7.28.2004

How Has Your Life Changed?

That was one of the questions the reporter asked me last week, about life with Leelo. I hope she didn't bother to look past my poker face, to see the crumbling, hastily spackled, aching person behind it. I don't need that part of my personal shit in the paper, even if it's a paper that no one reads besides Ep and Jo.

I try not to dwell too much on why we live in this tangential universe, even though Leelo and his ways and needs have reshaped most of what we do, and how we do it. This is the reality we know, this is where we live. No use wishing it were otherwise.

But I do, sometimes. I think of how things might have been, how they were supposed to be. Tiny things like Leelo being the only kid who isn't interested in picking blackberries when our friends come over, even though their son is one year younger than him and picked a whole bucket himself. Bigger things like being stuck down here in the basement all day long while Leelo is in therapy, when by rights Leelo and I should be spending our afternoons at the park or zoo, or riding a train.

Those of you who read Jo's blog may recall her briefly mentioning my participation in a discussion at the park. My being able to join in was an anomaly; normally I spend all my park time tending or chasing after Leelo, and wouldn't be able to participate in discussion threads of more than half a sentence. But Seymour joined us yesterday and took on Leelo duty, bless him. Then again, if Leelo wasn't Leelo, Seymour would've been able to join the discussion, too.

This, the summer before Iz starts at Esperanza, was always intended to be spent in Costa Rica.

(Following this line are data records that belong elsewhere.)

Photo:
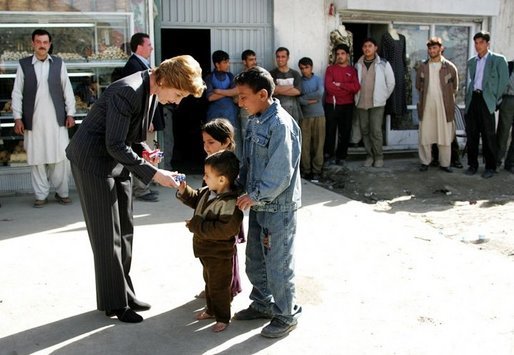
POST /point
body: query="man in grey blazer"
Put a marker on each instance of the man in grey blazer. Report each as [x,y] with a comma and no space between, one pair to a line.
[141,48]
[489,76]
[102,162]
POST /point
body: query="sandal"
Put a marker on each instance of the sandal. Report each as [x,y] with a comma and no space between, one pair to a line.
[202,315]
[219,327]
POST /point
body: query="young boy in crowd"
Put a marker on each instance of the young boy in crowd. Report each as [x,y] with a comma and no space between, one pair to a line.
[215,222]
[220,93]
[312,123]
[270,173]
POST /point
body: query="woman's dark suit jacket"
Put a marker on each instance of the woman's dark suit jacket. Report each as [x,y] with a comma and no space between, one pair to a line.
[102,144]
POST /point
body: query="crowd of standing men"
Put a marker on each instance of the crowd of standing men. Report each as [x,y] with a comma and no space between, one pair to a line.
[325,109]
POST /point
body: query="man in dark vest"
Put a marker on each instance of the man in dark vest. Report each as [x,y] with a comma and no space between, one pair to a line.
[43,106]
[141,48]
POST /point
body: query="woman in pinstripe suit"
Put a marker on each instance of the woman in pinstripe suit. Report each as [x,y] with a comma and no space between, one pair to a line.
[102,159]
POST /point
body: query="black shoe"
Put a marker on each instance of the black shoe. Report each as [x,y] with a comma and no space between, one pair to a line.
[488,173]
[470,171]
[251,314]
[278,328]
[456,164]
[127,315]
[138,305]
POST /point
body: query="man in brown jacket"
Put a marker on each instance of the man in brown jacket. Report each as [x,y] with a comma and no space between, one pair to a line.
[437,82]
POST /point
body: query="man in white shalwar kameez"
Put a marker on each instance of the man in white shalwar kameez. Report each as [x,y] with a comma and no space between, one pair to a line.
[43,105]
[437,81]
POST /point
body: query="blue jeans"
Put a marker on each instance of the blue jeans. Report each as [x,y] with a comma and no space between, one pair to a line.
[270,267]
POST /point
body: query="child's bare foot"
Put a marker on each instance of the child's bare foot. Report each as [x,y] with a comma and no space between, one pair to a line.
[219,327]
[202,315]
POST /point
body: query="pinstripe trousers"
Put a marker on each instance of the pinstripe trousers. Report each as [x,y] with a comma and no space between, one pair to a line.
[107,206]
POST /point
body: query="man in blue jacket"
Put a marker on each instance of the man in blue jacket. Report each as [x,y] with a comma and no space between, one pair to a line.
[489,76]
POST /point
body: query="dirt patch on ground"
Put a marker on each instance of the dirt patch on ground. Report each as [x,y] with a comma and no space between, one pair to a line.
[468,208]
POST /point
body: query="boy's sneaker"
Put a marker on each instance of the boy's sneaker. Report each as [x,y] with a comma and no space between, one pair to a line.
[368,162]
[278,328]
[40,203]
[251,314]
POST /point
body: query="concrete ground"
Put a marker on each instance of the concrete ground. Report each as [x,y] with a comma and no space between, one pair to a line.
[369,282]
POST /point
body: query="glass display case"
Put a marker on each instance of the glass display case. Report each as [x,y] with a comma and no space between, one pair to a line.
[92,45]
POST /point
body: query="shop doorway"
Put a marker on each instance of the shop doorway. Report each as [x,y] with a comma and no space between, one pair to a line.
[187,118]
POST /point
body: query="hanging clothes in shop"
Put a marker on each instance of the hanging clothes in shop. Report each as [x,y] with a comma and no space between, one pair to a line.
[340,36]
[394,51]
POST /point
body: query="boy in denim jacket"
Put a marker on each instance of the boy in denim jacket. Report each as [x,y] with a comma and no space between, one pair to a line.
[270,174]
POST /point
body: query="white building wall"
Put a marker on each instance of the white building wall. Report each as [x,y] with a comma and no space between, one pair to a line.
[504,30]
[302,26]
[447,7]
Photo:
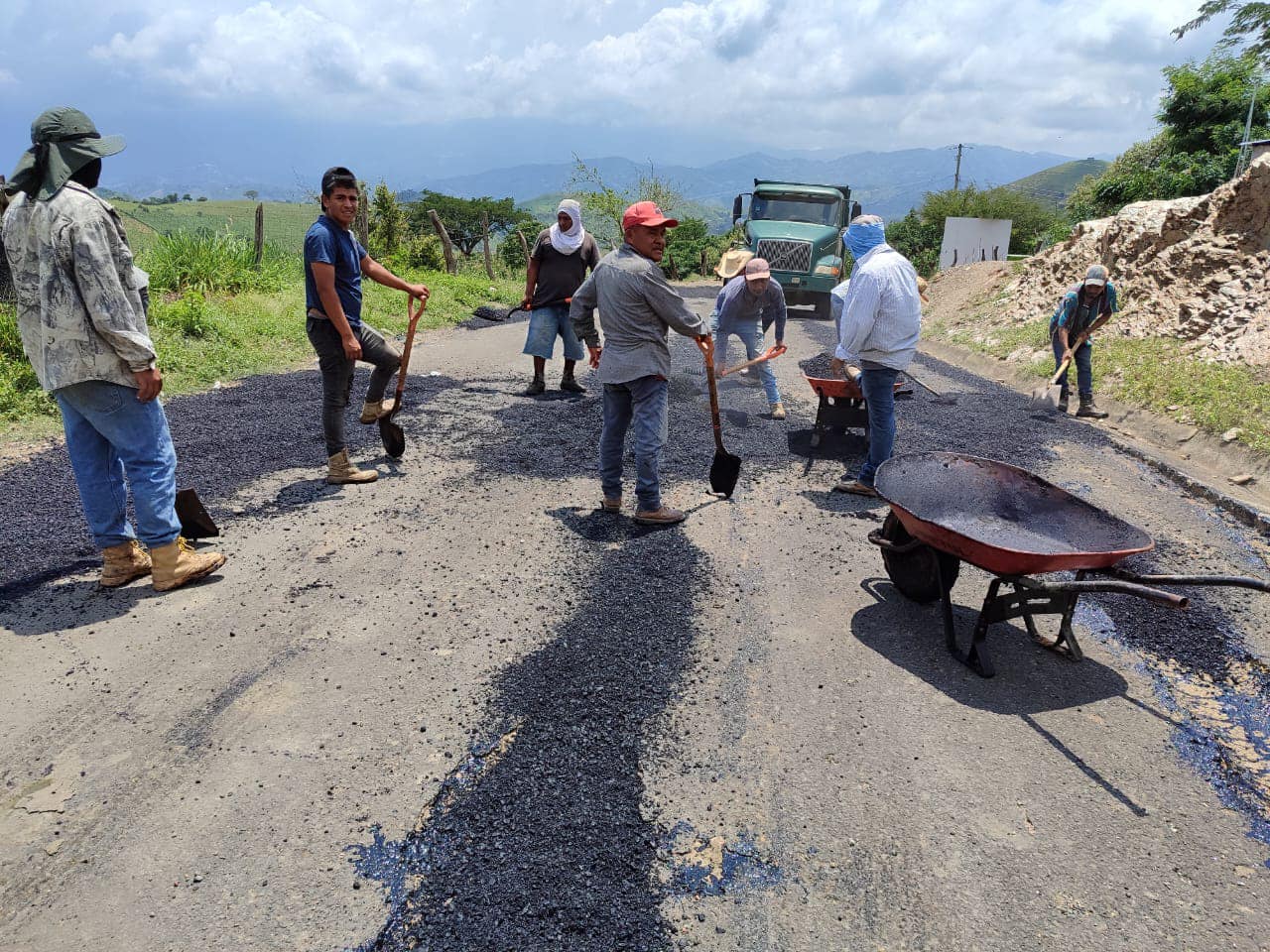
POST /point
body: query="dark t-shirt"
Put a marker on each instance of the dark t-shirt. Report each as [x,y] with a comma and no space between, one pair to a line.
[559,276]
[329,244]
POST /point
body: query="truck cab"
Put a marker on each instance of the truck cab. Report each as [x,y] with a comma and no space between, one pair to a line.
[798,229]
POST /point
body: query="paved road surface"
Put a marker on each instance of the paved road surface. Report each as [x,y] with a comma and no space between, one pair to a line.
[460,710]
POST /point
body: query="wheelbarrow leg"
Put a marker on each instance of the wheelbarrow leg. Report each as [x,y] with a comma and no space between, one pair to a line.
[976,655]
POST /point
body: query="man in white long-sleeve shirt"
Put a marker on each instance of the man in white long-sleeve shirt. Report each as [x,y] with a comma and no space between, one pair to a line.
[881,320]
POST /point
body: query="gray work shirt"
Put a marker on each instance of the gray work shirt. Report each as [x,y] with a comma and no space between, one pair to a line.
[636,308]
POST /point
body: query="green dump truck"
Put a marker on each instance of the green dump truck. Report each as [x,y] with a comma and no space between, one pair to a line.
[798,229]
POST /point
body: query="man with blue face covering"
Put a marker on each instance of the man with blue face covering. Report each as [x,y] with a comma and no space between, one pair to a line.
[881,318]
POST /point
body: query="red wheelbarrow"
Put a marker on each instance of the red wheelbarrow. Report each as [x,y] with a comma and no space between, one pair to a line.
[948,508]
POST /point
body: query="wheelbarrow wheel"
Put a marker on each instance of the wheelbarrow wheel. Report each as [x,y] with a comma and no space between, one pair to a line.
[915,572]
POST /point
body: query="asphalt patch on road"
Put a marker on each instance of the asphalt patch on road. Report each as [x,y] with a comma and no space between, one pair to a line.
[539,841]
[225,439]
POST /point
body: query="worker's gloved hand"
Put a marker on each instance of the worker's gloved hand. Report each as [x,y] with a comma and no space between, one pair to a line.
[149,384]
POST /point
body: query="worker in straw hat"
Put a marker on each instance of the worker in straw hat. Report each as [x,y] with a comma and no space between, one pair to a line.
[81,312]
[1084,307]
[746,306]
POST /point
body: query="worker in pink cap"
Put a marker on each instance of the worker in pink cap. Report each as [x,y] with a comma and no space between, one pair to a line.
[636,309]
[746,306]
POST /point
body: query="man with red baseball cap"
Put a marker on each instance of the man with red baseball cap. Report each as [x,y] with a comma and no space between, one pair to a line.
[636,308]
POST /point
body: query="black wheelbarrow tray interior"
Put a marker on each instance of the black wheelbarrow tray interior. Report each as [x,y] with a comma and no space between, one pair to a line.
[948,508]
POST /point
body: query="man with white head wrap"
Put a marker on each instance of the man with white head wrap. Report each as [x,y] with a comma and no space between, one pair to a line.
[558,266]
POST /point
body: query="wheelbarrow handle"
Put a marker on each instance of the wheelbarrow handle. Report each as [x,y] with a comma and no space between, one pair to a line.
[1239,581]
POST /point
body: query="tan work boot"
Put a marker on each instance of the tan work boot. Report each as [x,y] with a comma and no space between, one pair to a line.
[375,411]
[661,517]
[178,562]
[123,562]
[339,470]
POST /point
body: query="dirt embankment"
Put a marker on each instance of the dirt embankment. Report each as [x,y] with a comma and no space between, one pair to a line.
[1192,268]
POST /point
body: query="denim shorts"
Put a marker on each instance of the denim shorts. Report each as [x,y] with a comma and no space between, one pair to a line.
[545,325]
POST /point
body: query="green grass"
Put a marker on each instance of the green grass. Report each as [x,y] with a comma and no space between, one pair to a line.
[285,222]
[1155,373]
[203,338]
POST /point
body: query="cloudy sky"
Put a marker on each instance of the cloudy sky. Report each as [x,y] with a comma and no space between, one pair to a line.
[273,90]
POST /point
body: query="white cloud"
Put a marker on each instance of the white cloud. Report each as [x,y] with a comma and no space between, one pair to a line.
[875,75]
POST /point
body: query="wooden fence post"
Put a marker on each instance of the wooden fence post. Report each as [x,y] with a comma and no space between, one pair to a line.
[484,241]
[445,246]
[259,235]
[362,223]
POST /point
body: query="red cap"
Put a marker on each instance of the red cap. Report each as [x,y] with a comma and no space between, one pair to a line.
[647,213]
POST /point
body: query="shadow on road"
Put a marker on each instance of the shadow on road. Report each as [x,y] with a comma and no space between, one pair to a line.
[539,839]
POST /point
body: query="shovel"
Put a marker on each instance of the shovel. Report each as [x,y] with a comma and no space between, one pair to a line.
[725,468]
[943,399]
[772,352]
[391,433]
[1046,399]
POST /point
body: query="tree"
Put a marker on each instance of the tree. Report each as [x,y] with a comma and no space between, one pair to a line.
[388,221]
[1203,113]
[1250,24]
[604,204]
[463,217]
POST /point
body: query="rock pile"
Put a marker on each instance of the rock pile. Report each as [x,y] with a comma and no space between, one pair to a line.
[1192,268]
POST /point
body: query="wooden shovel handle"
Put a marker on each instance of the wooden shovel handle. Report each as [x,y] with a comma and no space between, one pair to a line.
[714,393]
[413,316]
[772,352]
[1067,361]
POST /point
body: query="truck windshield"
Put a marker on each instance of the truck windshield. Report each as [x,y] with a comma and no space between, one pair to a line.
[813,209]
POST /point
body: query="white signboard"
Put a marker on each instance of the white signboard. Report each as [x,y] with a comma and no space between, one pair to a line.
[968,240]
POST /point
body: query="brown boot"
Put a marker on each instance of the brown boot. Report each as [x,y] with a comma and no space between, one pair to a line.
[375,411]
[339,470]
[178,562]
[123,562]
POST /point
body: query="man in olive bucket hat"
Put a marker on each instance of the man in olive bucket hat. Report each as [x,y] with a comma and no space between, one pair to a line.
[81,313]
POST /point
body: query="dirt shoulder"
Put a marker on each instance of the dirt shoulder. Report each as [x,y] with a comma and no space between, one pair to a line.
[969,322]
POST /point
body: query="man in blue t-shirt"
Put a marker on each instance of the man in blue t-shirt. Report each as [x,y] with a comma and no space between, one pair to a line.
[1083,308]
[334,263]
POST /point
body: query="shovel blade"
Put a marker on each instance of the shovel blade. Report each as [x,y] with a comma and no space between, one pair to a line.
[724,472]
[1046,399]
[393,438]
[193,518]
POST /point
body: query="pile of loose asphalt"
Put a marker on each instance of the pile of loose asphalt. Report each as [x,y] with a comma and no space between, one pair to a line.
[540,843]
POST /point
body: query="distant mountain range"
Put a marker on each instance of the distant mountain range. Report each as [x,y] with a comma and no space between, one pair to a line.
[884,182]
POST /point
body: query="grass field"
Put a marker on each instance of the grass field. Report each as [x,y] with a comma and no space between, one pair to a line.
[1155,373]
[203,338]
[285,222]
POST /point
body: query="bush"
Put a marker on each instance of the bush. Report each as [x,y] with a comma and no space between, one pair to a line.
[214,262]
[418,252]
[187,315]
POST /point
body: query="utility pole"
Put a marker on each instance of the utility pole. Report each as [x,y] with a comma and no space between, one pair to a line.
[1245,149]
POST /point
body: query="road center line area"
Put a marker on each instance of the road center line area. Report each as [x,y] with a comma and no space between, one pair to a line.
[463,708]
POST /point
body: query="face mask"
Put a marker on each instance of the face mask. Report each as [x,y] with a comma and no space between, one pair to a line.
[862,239]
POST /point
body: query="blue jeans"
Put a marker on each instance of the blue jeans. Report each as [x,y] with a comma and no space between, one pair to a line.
[879,390]
[547,324]
[1083,361]
[642,402]
[752,336]
[111,434]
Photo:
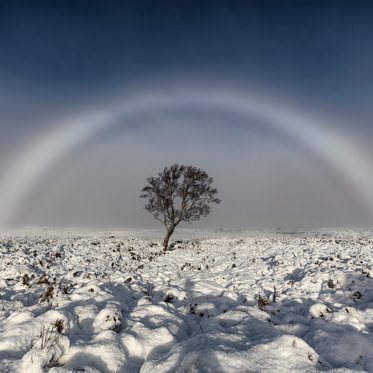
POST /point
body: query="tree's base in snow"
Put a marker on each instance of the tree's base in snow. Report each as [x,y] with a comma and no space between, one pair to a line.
[109,302]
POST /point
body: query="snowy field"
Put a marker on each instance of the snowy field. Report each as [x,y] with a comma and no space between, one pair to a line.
[217,301]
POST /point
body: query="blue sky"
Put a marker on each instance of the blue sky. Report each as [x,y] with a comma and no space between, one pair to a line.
[65,60]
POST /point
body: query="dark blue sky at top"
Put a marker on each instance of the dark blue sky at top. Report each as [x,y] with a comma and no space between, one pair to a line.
[62,57]
[314,48]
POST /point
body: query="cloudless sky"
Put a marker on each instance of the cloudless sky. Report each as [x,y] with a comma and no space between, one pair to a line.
[61,60]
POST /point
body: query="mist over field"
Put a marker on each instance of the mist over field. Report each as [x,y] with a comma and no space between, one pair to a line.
[273,100]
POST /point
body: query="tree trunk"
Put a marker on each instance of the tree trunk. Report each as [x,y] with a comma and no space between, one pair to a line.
[166,239]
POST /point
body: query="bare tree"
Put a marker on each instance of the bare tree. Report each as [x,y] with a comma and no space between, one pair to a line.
[171,200]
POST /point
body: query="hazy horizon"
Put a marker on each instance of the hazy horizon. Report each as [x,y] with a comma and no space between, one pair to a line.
[271,99]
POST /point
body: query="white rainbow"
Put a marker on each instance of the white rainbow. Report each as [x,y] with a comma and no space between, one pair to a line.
[34,162]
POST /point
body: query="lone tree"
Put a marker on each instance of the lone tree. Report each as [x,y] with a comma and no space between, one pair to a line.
[171,200]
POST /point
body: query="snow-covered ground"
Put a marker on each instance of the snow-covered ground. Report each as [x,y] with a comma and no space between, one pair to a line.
[217,301]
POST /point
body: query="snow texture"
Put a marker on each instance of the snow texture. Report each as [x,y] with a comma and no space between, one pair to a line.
[266,301]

We've friends with a beachfront place south of Quepos, and they constantly badger us to come freeload indefinitely. This was to be the summer we did just that, the summer we all immersed ourselves in Spanish. Instead, we're hesitant to take Leelo out of therapy for more than five days, and have spent this summer mostly sticking around. When we did vacation, we brought one of Leelo's therapists along.

Iz and Leelo's birthdays are 21 months apart, but fall in consecutive years (1999, 2000). She's January, He's November. Once we got over the shock of having two kids in diapers, Seymour and I thought this arrangement delightful and convenient--our kids would almost always be at the same school, and would graduate in two quick pops. Instead, Iz hopped up a grade, Leelo's slipped down a year, our boy will not be attending Esperanza, and we've got a little surprise coming down the pipe. Ah, well, at least I can rationalize not working outside my own castle for another few years.

Our life isn't without plenty of laughter and levity. Seymour and I were chuckling about the kids we already have the other day, about how unprepared we will be if #3 is a "regular kid." We truly have no context for such a specimen.

Leelo brings us gifts, too. His love and enthusiasms are pure, unbridled, untempered by mood or whim. Iz may sulk and deny and grow away, but there's a good chance Leelo will not. He won't see the point.

I can live with a kid like that, in this universe or any.